Android NDK(Native Development Kit)とは、Androidアプリケーションの一部または全部をC/C++言語で開発するためのキットです。Java言語で作られたプログラムは仮想マシン上で実行されるため、どうしてもオーバーヘッドが生じます。そこで、速度の要求が厳しい部分についてはC/C++言語で記述した関数で処理することで、高効率なアプリケーション開発を行うことができます。また、数学ライブラリやOpenGLなどのマルチメディアAPIに対応しているため、これらを活用したアプリケーションの開発も可能になります。


かつては、Windows上でNDKを用いた開発を行うためには、CygwinをインストールしてLinuxエミュレーション環境を作る必要がありました。現在でも、その方法で環境構築を紹介している書籍もあるかと思います。しかし、EclipseとNDKを連携するプラグインが公開され、EclipseのみでNDKを用いたアプリケーションの開発が可能になりました。
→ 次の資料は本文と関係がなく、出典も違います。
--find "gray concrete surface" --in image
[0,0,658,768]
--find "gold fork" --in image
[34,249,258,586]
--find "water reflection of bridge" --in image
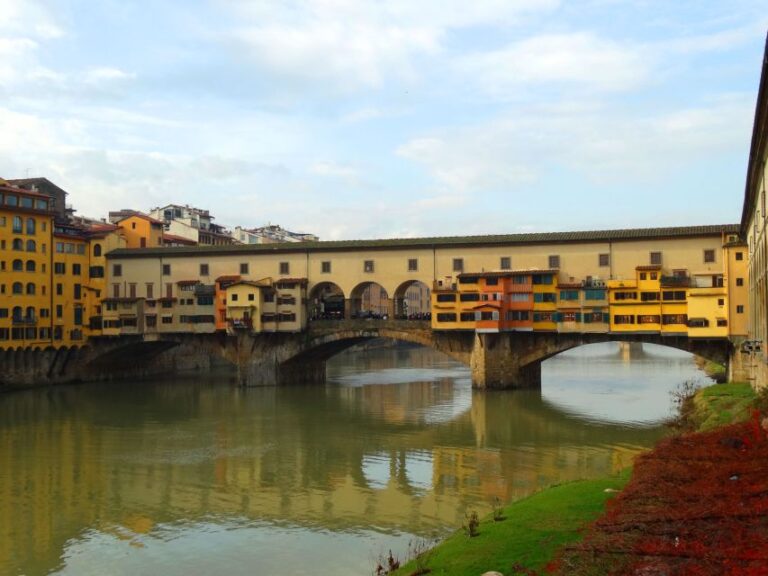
[0,378,656,573]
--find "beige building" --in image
[108,225,746,338]
[741,33,768,387]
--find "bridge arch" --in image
[393,279,431,320]
[309,282,347,320]
[349,280,392,318]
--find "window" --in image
[533,292,555,302]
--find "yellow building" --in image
[0,182,53,349]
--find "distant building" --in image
[232,224,319,244]
[149,204,235,246]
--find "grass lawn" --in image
[692,383,757,431]
[394,469,630,576]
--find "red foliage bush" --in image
[547,411,768,576]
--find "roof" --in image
[107,224,739,258]
[740,31,768,237]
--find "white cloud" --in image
[458,33,653,99]
[219,0,558,92]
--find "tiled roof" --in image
[108,224,739,258]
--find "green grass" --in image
[394,469,630,576]
[692,383,757,431]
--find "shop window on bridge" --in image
[459,293,480,302]
[661,290,685,302]
[533,292,557,303]
[584,290,605,300]
[613,292,637,300]
[507,310,531,322]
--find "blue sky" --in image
[0,0,768,240]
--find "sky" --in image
[0,0,768,240]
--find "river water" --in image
[0,344,709,576]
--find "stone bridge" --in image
[0,320,743,389]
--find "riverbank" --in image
[393,384,768,576]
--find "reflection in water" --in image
[0,349,704,576]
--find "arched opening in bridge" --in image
[541,342,713,426]
[309,282,346,320]
[394,280,431,320]
[349,282,392,318]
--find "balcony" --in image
[227,318,253,330]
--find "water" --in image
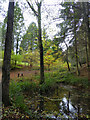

なお、このノートは既にAndroid SDKによるアプリケーション開発環境の構築を終えている人に向けて記しています。 これから開発環境を構築したい方は、下記拙筆ノートをご参照ください。



開発環境

Android NDKのダウンロードとインストール

http://developer.android.com/tools/sdk/ndk/index.html

Android NDKは、SDKと同じくAndroid Developersのサイトからダウンロードできます。上記のアドレスから、お使いのPCのプラットフォーム(32bitか64bitか)に合ったリンクをクリックしてダウンロードしましょう。インストーラーは存在しません。任意の場所に解凍するだけです。 

1.png


NDKプラグインのインストール

まず、EclipseにAndroid NDT(Native Development Tools)プラグインをインストールします。なお、ADTプラグイン同梱版で環境構築をした場合は、NDTプラグインも既に導入されていますので、この作業はスキップしてください。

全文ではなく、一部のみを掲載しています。